Since the enzyme activity of MPO is critical for the production of HOCl from H₂O₂ (8), we utilized the specific MPO inhibitor, 4-ABAH (27). While 4-ABAH (1–100 µM) inhibited the activity of recombinant human MPO in a concentration-dependent manner (Figure S3A in Supplementary Material), much higher concentrations (100–500 µM) of 4-ABAH were required to inhibit MPO in mouse neutrophils (Figure S3B in Supplementary Material), which may result from poor cell permeability of the inhibitor. We observed that pretreatment with 500 µM 4-ABAH inhibited MPO activity by >80% in neutrophils. MPO KO neutrophils had no activity, demonstrating specificity of this assay in neutrophils. With pretreatment of the inhibitor, we observed >75% decrease in the activity of MPO released from PMA-stimulated neutrophils (Figure S3C in Supplementary Material), indicating that the released MPO bound to 4-ABAH did not have any activity. As a control, we confirmed that treatment with the inhibitor did not impair MPO secretion after agonist stimulation (data not shown).

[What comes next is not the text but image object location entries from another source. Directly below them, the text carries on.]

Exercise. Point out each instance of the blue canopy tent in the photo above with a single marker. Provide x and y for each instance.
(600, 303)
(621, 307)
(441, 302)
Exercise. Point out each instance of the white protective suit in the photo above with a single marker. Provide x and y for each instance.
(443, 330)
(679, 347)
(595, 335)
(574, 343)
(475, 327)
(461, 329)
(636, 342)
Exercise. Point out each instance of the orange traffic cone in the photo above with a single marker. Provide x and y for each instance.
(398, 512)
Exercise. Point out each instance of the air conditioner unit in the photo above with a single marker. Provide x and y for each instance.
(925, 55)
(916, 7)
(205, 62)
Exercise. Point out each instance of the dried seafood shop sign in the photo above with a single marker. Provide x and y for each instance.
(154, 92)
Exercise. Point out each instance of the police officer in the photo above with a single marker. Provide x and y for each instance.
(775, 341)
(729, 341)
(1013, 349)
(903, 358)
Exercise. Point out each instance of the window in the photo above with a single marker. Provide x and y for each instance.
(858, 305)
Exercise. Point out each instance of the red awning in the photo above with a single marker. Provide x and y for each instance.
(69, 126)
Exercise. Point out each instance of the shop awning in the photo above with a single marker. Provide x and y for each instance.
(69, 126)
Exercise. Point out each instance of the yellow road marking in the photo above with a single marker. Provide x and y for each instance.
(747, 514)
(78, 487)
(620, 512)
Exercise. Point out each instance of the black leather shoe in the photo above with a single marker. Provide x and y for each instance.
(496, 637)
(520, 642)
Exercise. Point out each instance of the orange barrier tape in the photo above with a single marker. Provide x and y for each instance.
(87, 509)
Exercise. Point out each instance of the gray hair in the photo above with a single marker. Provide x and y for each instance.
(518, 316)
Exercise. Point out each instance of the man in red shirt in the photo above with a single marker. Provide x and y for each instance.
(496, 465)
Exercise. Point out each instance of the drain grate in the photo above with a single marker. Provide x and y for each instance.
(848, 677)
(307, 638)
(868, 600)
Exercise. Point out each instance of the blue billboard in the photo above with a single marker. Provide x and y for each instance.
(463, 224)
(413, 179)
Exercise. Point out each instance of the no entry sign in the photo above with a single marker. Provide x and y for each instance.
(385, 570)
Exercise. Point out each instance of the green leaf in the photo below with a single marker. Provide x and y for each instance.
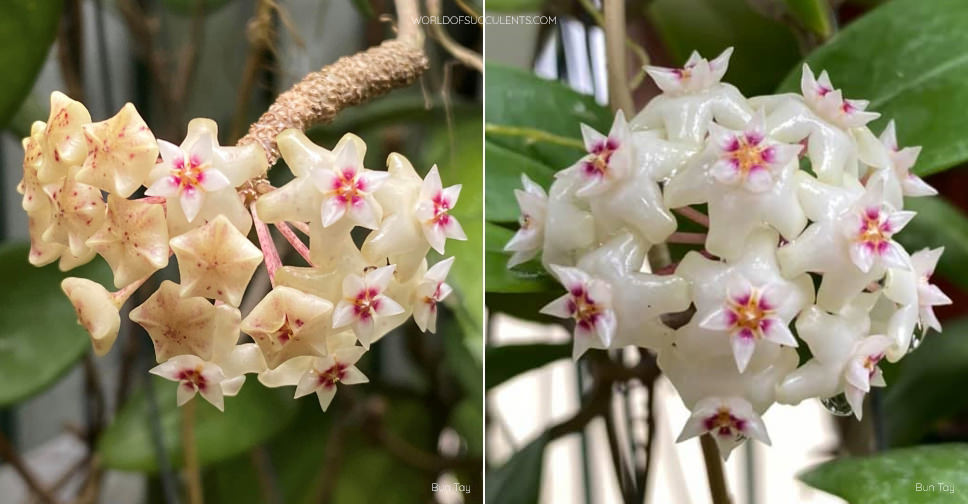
(528, 277)
(504, 171)
(250, 418)
(765, 49)
(27, 29)
(815, 15)
(518, 481)
(40, 339)
(924, 388)
(521, 99)
(938, 224)
(893, 476)
(507, 361)
(909, 58)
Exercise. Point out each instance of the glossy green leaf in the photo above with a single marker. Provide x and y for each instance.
(926, 387)
(250, 418)
(521, 99)
(939, 224)
(897, 476)
(518, 481)
(27, 29)
(765, 49)
(909, 58)
(507, 361)
(40, 338)
(815, 15)
(528, 277)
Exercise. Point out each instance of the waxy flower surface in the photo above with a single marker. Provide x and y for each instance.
(795, 243)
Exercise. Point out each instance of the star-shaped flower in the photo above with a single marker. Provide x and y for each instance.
(638, 299)
(743, 303)
(177, 325)
(430, 291)
(901, 179)
(216, 261)
(364, 300)
(589, 302)
(729, 420)
(347, 189)
(830, 103)
(62, 143)
(77, 212)
(698, 74)
(609, 158)
(121, 153)
(527, 241)
(432, 210)
(850, 240)
(133, 239)
(747, 178)
(288, 323)
(194, 375)
(328, 371)
(199, 178)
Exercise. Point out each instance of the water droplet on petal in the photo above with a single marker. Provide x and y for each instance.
(837, 405)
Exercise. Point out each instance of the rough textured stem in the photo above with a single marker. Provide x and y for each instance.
(193, 478)
(8, 452)
(619, 95)
(714, 470)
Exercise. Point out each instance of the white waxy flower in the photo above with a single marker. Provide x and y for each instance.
(133, 240)
(328, 371)
(199, 177)
(216, 261)
(433, 207)
(729, 420)
(608, 162)
(830, 103)
(850, 240)
(347, 189)
(741, 306)
(363, 300)
(589, 302)
(288, 323)
(693, 97)
(698, 74)
(193, 375)
(527, 241)
(902, 179)
(430, 291)
(747, 178)
(638, 299)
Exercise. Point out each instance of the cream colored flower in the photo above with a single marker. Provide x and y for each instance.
(133, 240)
(121, 153)
(216, 261)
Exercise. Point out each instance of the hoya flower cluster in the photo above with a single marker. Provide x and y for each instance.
(798, 193)
(81, 190)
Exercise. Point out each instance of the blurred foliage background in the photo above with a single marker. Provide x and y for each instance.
(908, 57)
(100, 430)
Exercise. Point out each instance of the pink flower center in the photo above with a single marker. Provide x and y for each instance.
(366, 302)
(583, 308)
(875, 230)
(348, 187)
(725, 424)
(189, 175)
(601, 151)
(331, 376)
(749, 314)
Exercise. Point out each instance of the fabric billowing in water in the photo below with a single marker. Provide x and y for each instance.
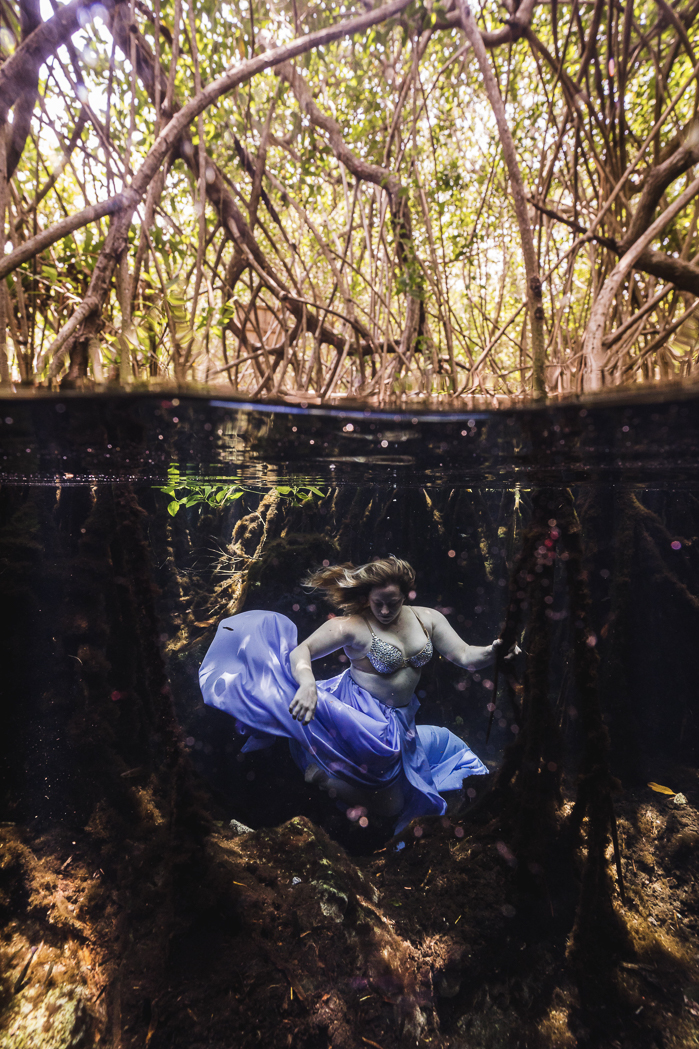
(247, 672)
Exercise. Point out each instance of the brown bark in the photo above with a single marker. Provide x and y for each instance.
(519, 200)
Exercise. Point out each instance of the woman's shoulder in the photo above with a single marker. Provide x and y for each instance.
(429, 618)
(355, 630)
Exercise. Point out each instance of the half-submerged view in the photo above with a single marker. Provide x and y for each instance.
(348, 525)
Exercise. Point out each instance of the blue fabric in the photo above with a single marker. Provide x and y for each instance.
(247, 673)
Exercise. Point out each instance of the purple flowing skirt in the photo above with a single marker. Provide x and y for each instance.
(247, 673)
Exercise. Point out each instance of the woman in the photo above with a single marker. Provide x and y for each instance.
(354, 734)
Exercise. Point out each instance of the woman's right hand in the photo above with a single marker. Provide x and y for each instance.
(303, 705)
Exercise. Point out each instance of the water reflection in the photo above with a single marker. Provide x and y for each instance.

Pretreatment of WT neutrophils with 500 µM 4-ABAH increased the surface level of αMβ2 integrin in response to fMLP or PMA (Figures 4A,B). In a control experiment, treatment of MPO KO neutrophils with 500 µM 4-ABAH did not further increase the surface level of αMβ2 integrin following agonist stimulation (Figure S4 in Supplementary Material), suggesting that 4-ABAH is specific for MPO at the concentration used in this assay. In human neutrophils pretreated with 4-ABAH, we observed a significant increase in the surface level and activation of αMβ2 integrin following fMLP or PMA stimulation as determined by the conformation-specific antibodies against total (ICRF44) or activated αMβ2 (CBRM1/5) (Figures 4C–F). In line with our findings in MPO KO neutrophils, these results suggest that inhibition of MPO activity enhances the membrane translocation and activation of αMβ2 integrin.

We recently reported that NOX2-generated ROS positively modulate neutrophil infiltration into damaged liver tissue, contributing to the pathogenesis of I/R-induced hepatic injury in mice (3). Thus, we sought to examine the pathophysiological role of MPO in the same disease model. We found that compared to WT mice, MPO KO mice exhibited a remarkable increase in the number of transmigrated neutrophils into the interstitial space following I/R injury (Figures 5A,B). Nevertheless, MPO deletion significantly reduced the tissue damage as assessed by serum levels of aspartate aminotransferase (Figure 5C). These results suggest that neutrophil MPO-generated oxidants, such as HOCl, are the major players in tissue damage under inflammatory conditions and support our findings that loss of MPO increases the surface level of αMβ2 integrin upon activation, which results in a pro-adhesive and pro-migratory phenotype in sterile inflammation.